Their 1MW solar farm amazingly operates with only a 17% capacity factor to generate 1,465 MWh/yr. This is 167 kW of power shared among 1,500 people which is 111 W per person -- less than 1/5th the 600W of power required by the average American.

So the real picture of Tokelau is that it takes 1,000, 20-month-old coconuts a day collected by hand and processed with large amounts of additional fossil fuel energy, plus the 4,032 solar panels and 1,344 batteries, to provide each of the 1,500 residents with 1/5th of the electricity enjoyed by the average American. Is such a coconut harvest on these small islands sustainable, especially when fresh water is already in shortage?

Oh, BTW, this story is only about electricity. The islanders are still importing kerosene, gasoline and natural gas from New Zealand for heating and cooking and transportation fuel, and presumably still for some kerosene lamps as well.

Tokelau is a perfect microcosm to study energy consumption in a holistic way across all energy sources and services to see how much solar can contribute and with what cost-effectiveness. Amory Lovins and the Rocky Mountain Institute would serve us all better by putting out a thorough factual report instead of propaganda.


October 7, 2013

Cliff,

Thank you for your comments. However, it is unreasonable to compare Tokelauns' electricity use to a person from the U.S. In the U.S. each household uses about 4,500 kWh per year of electricity, which is about twice that of Western Europe, six times that of the global average per capita, or more than five times the average for those who have electricity access.

The yearly demand for electricity in Tokelau is 676 MWh/yr.
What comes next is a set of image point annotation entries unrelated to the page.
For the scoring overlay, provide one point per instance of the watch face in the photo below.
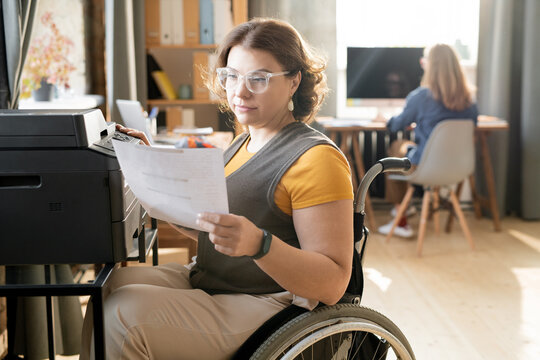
(265, 245)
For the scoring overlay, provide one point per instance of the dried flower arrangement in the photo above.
(47, 59)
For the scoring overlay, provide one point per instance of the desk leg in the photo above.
(490, 182)
(360, 171)
(50, 317)
(50, 327)
(99, 326)
(476, 198)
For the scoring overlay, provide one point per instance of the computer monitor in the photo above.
(382, 76)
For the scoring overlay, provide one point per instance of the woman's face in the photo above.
(259, 110)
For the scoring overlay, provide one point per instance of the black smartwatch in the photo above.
(265, 245)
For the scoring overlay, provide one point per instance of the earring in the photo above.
(290, 105)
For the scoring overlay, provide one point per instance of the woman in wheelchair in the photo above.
(289, 236)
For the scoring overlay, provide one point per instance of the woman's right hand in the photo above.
(134, 133)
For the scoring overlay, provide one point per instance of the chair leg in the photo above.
(423, 220)
(450, 218)
(401, 211)
(461, 218)
(436, 212)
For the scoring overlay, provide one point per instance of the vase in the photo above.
(45, 92)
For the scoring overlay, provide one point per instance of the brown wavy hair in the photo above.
(290, 50)
(445, 78)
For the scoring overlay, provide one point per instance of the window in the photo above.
(411, 23)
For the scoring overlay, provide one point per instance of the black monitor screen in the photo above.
(382, 73)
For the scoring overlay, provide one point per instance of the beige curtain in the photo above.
(16, 22)
(508, 87)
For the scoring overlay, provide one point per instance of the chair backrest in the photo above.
(448, 156)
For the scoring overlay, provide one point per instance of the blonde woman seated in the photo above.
(443, 94)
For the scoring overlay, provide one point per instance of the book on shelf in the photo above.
(152, 23)
(223, 23)
(153, 89)
(166, 21)
(206, 21)
(200, 62)
(164, 84)
(178, 22)
(191, 22)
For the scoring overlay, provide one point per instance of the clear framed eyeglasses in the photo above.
(256, 81)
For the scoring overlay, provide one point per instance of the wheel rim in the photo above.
(297, 345)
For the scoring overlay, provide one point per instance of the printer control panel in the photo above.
(105, 144)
The 1 MW of PV has been providing close to 90% of their electricity needs since it was installed.

As far as generating the other 10% from coconut oil, the Empower Consultants study found that each atoll needs 20 to 30 liters of coconut oil per day, which can be produced from 150 to 220 coconuts per day. The study showed that this was sustainable in terms of availability of both coconuts and labor to process them.

You are correct in saying that the islanders are still importing kerosene and diesel for transportation and cooking. However, they are importing a fraction of what they imported prior to the solar installation. Of the 162,000 liters of diesel they imported annually prior to 2012, almost 99% of that was for power generation, with the majority of the rest (~2000 liters) for transportation.

In these times, when the human cause of climate change is well documented, any effort to reduce the use of fossil fuels should be applauded. And I’m sure the Tokelauns who are currently living with reliable clean electricity would tell you that their island is not a fantasy, but a reality they live in every day.